Any time you think about the price of oil and how important it is that you get stability and even an upward bounce -- regardless whether you are thinking that we are in a V or a U bottom -- you have to think about Freeport-McMoRan (FCX). This company is at the forefront of everything that's bad: balance sheet, copper, gold, oil. It's got a ton of debt and it said in its latest conference call it needs to find partners.
Plus, just this morning Bank of America Merrill Lynch (BAC) downgraded them from buy to hold, which may be the beginning of a slew of downgrades, as there are still plenty of buys on this troubled company.
I think there's a huge game of chicken going on with Freeport. If oil is really going to plummet, why do a deal with them? Why not wait? If you believe that -- like Exxon (XOM), which has cut its buyback severely, or Chevron (CVX), which suspended it -- why not let FCX roll over? But if oil stabilizes and this bounce above $50 is real, or if copper stabilizes because of actual Chinese stimulus or a turn in the eurozone because of low oil and a highly accommodative change of heart by the Germans, then you won't get a sweet deal, or might not get a deal at all.
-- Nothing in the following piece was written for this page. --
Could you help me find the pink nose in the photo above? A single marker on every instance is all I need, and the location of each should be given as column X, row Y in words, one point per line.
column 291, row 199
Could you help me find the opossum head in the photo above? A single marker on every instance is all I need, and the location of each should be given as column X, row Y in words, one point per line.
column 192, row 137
Now, by no means am I saying that you should buy FCX. If you like oil, you should go buy either a high-quality oil service company like Halliburton (HAL) or Schlumberger (SLB), or you should buy a high-quality major, like Royal Dutch (RDS.A), which is committed to its dividend. You can't buy one of these takeover names, because there are too many companies on the edge like Freeport. Much better to buy a company that can acquire weakness, not be weak itself; predator, not prey. I would call out an independent here, but we are just into independent earnings season and I need to see the reaction to some of these numbers before I feel confident in even saying the name of one, that's how disappointing I expect the earnings to be. If you want a high-quality spec, I would go with Core Labs (CLB), because it has already brought the expectations so low that I am confident it can beat them.
But for the overall market, I am beginning to believe that this high $40s level is good for all stocks, even some of the better oils. Think about what it does. Two dollar gasoline is divine for the consumer, and yet it still allows some flexibility on the part of the oil producers to be able to tough this moment out by selling oil forward and bringing in cash.
You need to see just this sweet spot where you have low prices for the consumer and business, which stimulate economies, but not such low prices that you have lots of bankruptcies which then shut down credit for those who really need it and create distress and hugely bad headlines all over the place. We don't want unemployment spiking. We want companies to hold out and deals to be made and cash infusions given .That's what's key.
In other words, at this point a U, where we are murkily moving across the bottom part of the letter, vs. a V where we are headed right up, is best for the vast majority of stocks, including even the better capitalized oils.
And perhaps the best way to tell if we are in stability mode, where the U bottom is being put in, is to watch FCX. If big investors come in, you should be more emboldened. If this one has to cut its dividend and gets hammered again, no matter how much you might like the "action," you will end up being the guy who got faked out because there turned out to be no big money behind the move.
Oh, and just to be sure, more people are in to me, pro and con about this name than any other I write about. A first-class battleground totally worthy of the cause!